C'est au début du
siècle, dans la cour d'une ferme, l'image est encore floue.
Un enfant joue au ballon.
Il s'appelle Jules. Il a huit ans, neuf ans peut-être. Il court
au milieu des lapins, des oies, des poules, tandis que son père,
manches retroussées, coupe du bois.
Il fait chaud, c'est l'automne.
L'homme s'éponge le front, puis reprend son travail, infatigablement,
pendant que l'enfant gambade autour de lui.
Soudain, le ballon rebondit
sur le billot et le gamin se précipite pour l'attraper.
Il ne voit pas son père
qui fend le bois. Il ne voit pas la hache qui tombe comme un éclair.
Il ne voit pas le ciel qui s'ouvre brusquement.
L'homme non plus n'a rien
vu.
Ou plutôt il a vu
l'enfant qui surgissait, mais trop tard, la hache était déjà
partie.
Elle a frappé l'enfant
derrière la tête et le sang a giclé.
Tout de suite, le père
s'en est pris à l'enfant.
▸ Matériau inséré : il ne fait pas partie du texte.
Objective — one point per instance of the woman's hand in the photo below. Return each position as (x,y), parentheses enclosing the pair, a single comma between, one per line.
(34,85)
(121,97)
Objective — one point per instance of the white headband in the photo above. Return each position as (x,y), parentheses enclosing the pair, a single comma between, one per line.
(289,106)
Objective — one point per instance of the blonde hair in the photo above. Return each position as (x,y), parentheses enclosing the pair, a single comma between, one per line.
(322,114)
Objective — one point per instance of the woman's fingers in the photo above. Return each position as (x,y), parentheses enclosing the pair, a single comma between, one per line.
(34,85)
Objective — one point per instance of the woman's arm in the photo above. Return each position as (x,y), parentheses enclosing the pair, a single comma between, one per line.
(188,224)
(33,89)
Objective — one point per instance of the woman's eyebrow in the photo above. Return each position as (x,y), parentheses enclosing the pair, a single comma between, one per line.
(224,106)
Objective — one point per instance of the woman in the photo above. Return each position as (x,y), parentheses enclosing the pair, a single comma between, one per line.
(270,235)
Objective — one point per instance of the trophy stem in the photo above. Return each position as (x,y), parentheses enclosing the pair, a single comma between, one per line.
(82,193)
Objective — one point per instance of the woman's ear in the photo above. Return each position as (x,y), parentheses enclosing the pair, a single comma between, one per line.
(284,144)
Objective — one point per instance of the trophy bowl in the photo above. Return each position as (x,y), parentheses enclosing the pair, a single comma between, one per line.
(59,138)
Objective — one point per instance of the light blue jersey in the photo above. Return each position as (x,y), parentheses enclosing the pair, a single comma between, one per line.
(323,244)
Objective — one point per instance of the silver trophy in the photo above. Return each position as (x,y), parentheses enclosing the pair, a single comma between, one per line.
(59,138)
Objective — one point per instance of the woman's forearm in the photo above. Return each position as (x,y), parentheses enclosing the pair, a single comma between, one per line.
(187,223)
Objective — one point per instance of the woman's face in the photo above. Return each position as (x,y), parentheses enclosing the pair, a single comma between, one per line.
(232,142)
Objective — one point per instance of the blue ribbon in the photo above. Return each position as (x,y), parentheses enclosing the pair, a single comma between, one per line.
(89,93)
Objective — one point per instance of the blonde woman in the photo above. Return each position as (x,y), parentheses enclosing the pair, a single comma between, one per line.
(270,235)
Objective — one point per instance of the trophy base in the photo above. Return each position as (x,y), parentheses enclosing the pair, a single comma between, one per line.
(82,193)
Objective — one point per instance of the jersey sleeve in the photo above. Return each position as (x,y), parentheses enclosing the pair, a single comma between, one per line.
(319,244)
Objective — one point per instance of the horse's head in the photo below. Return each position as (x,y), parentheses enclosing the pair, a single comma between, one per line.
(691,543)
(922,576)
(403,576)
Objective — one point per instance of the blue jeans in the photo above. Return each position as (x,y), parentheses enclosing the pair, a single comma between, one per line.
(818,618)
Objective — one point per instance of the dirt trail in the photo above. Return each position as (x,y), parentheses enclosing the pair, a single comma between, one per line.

Mais quand il a vu qu'il pleurait,
et le sang qui coulait de sa tête, il s'est calmé, le juge
de paix de la côte vaudoise.
À la mère
qui criait, il a dit que ce n'était qu'une éraflure, et
que l'enfant n'avait pas à jouer dans ses jambes. Que ça
lui apprendrait.
La mère a nettoyé
le sang, il y en avait partout, sur le visage, sur les mains, les habits.
Quand elle eut fini, l'enfant
s'est arrêté de pleurer, miraculeusement, comme s'il était
guéri.
Alors la mère s'est
dit que l'homme avait raison, comme toujours.
On a enveloppé la
tête de l'enfant dans une serviette bien serrée pour arrêter
l'hémorragie.
Et plus personne n'en a
parlé.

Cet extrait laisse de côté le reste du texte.